Software By Subscription
As it turns out, subscribers are better than buyers because a subscription model establishes a persistent relationship between buyer and seller. Once a business subscribes to a service, there's a lot less friction when it comes to renewing or adding the next service. Achieving a lower cost of acquisition has always been a goal of subscription models, but as the IoT automates things like upgrades, support and cross-selling, subscriptions will effectively scale themselves.

In the very near future, many common consumer and capital purchases will be wrapped and bundled in services. We see examples of this in telecommunications, in which business mobile phone plans package devices with rate plans for a monthly fee.
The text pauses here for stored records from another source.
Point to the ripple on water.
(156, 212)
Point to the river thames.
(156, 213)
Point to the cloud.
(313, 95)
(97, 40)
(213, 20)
Incremental sales occur, such as when a business hires a new employee, but the utility of the sales funnel is limited once the initial plan is purchased.

Light Bulbs and the Value Proposition of IoT Subscriptions
In one future of IoT business models, light bulbs—you'll pardon the pun—can shed light on just how omnipresent IoT-powered services could become.

Several companies currently sell the so-called smart light bulb. As connected devices, these bulbs can be programmed to turn on and off at the tap of a smartphone or touch screen, or they can be scheduled to go on and off through the manufacturer's own back-end services. But those are light bulbs you would buy individually at retailers like Home Depot.